Top 1 Song of 2014

Dale Earnhardt Jr Jr

I’ve never done a top-10 songs post, and I doubt I ever will. Too much like herding cats. I can’t imagine doing it without breaking down at the very last minute when I remember a song I left out and my carefully constructed scaffold of reasoning collapses under its own weight and shoddy construction.

Also it would take forever. No thx.

HOWEVER, I decided to do a Best 1 Song of the Year post this year, because there’s a song that made me want to do it. In fact, I knew somewhere around the second or third time I heard Dale Earnhardt Jr Jr’s “James Dean” that I’d be writing this. Around that time, I decided it was one of the best songs I’d heard in the last few years. 5, 10, who knows. I tend not to think in those terms — again, too many songs to wrangle — but something about “James Dean” made me.

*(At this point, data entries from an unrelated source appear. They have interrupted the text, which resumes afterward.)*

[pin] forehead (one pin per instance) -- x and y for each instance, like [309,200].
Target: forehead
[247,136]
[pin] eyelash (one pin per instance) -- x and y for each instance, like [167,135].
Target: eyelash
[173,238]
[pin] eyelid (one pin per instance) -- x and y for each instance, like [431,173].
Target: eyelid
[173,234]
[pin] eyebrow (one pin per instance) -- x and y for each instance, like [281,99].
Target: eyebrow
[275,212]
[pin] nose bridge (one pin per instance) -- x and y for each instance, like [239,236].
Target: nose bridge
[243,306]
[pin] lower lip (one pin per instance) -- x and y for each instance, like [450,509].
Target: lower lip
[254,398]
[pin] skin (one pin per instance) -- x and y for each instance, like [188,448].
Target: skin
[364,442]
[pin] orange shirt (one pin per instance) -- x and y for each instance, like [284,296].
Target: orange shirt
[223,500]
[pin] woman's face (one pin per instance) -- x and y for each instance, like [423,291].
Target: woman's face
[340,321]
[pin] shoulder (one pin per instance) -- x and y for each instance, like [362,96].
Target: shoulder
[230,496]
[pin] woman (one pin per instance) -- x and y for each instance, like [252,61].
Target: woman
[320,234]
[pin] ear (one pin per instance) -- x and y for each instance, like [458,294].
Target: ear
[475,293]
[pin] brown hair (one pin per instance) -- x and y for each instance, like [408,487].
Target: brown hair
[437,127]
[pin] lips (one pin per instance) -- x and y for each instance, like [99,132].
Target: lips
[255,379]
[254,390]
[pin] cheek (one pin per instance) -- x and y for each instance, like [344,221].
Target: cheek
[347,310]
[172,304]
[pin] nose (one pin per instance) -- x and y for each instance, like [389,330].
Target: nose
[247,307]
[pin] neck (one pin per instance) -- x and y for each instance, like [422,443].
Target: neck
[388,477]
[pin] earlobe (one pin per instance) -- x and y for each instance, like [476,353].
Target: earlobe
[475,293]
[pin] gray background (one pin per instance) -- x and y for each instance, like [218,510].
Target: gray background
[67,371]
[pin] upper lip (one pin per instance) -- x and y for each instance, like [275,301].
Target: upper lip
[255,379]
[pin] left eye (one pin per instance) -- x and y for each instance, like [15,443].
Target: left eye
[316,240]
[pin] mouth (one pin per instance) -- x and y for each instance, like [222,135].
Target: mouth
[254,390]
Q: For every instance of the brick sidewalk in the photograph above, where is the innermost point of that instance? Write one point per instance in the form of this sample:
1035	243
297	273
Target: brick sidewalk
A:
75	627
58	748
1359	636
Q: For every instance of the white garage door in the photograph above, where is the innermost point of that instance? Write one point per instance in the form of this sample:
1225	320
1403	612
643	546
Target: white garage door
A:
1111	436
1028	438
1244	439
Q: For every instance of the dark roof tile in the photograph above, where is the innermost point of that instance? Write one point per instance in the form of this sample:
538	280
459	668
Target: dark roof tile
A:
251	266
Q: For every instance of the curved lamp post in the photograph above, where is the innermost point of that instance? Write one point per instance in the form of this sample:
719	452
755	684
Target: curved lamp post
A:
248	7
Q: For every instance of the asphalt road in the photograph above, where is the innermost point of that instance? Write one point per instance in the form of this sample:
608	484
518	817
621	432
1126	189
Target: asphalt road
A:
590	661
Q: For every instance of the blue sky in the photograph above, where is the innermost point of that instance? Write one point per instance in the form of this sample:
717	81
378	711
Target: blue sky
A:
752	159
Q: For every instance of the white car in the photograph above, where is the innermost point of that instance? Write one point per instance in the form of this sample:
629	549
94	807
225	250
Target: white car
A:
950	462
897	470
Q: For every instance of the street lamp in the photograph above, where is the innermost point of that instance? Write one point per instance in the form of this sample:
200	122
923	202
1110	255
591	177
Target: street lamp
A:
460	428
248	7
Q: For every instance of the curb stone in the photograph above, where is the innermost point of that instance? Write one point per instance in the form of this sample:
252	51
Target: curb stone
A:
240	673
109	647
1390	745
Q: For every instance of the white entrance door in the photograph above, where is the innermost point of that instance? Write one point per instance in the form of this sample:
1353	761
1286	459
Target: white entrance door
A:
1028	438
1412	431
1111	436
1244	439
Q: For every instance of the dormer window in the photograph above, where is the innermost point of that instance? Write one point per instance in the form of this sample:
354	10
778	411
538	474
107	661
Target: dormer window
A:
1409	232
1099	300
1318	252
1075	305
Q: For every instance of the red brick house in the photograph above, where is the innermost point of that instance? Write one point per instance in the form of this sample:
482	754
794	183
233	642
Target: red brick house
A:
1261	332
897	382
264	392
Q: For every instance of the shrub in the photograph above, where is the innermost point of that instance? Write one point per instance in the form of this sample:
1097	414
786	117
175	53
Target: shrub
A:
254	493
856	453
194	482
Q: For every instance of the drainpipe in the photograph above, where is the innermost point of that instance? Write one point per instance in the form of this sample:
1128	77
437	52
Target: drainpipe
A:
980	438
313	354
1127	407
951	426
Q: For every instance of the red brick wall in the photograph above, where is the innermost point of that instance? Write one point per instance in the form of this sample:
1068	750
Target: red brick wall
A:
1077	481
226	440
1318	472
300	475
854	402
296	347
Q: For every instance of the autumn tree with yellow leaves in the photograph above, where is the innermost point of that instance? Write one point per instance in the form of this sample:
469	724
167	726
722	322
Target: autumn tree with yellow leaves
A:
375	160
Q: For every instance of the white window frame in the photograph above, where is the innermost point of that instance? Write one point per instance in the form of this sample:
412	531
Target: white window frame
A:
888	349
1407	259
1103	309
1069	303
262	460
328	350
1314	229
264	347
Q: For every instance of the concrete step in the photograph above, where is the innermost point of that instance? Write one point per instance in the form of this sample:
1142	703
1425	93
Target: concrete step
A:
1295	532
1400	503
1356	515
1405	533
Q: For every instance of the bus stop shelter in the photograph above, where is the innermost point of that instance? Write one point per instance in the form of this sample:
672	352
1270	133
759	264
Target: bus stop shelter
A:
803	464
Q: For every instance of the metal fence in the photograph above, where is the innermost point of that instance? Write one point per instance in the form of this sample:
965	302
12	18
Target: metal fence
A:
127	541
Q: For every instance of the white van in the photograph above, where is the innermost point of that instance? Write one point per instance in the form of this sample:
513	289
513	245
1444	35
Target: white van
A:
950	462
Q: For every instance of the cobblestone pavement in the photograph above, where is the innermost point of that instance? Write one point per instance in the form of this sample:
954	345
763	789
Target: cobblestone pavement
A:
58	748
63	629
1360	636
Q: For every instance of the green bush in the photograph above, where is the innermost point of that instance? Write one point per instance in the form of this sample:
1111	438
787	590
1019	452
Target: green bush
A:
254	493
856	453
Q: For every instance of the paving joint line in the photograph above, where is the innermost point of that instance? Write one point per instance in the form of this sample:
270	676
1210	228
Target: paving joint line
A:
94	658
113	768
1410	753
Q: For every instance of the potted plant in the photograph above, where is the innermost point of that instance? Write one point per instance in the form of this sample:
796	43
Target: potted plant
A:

Could be because it feels momentous to me, like a “Good Riddance (Time of Your Life)” for a chapter of pop culture that’s currently coming to a close. I’m using some serious broad-strokes analysis here, but “James Dean” aligns perfectly with the idea that the widespread, pervasive irony that the early Internet age fueled and celebrated is folding in on itself. When I picture this in my mind’s eye, it looks like a choppy ocean, where colliding waves of cultural death, rebirth and appropriation are so frequent that the wavelengths are approaching zero, leaving us with a tumultuous sense of stasis that feels like the present, the past and the future, all at the same time. I’d like to think that what will result is an atmosphere of sincerity — one where “What can we get away with doing?” will be replaced by “What should we do?”

“James Dean” feels elegiac, like it’s putting to rest a certain kind of short term logic that’s wearing out its welcome — the kind that would lead you to smoke even though you know damn well it will kill you, or to holler “Look at me now” when you know damn well that the people you’re trying to impress can scroll through one of your social media feeds and find out who you really are outside of that moment. Most intriguing is the “100 projects” passage, which equates a certain Internet-addled outlook with “a suitcase half unpacked.” It makes me think about how many remixes of a Lana Del Ray song you see pop up on Soundcloud in the days after the recording is made available. So much rework for every piece of original work, like mortgages being packaged and sold, packaged again and resold.

Dale Earnhardt Jr Jr do their share of remixing, so it’s hard to read this as pure condemnation, but the difference is that they live healthy lives on both sides of that line. Their songwriting is inspired by the most venerated contributors to the American songbook, and you can hear shades of Randy Newman here, especially at the 2:38 mark, when they pull back the curtain and reveal one of the chords that’s been hiding unvoiced in the chorus the whole time. There’s also the delayed payoff of the title lyric, which forces you to lean in until the chorus has reached its conclusion. These flourishes speak volumes, but the headline for me is that Dale Earnhardt Jr Jr have so much more music to share with us — that they’re only beginning to show their hand.

“James Dean” reminds me of another song about “cool” — Panda Bear’s “Comfy In Nautica.” In that one, Noah Lennox sings “Coolness is having courage/Courage to do what’s right.” I love that line, and “James Dean” seems to, with great sobriety, ask us why we haven’t absorbed that idea more fully. It’s given me a lot to think about, maybe even a way forward, and I’m certain that I didn’t hear a more perfect song in 2014.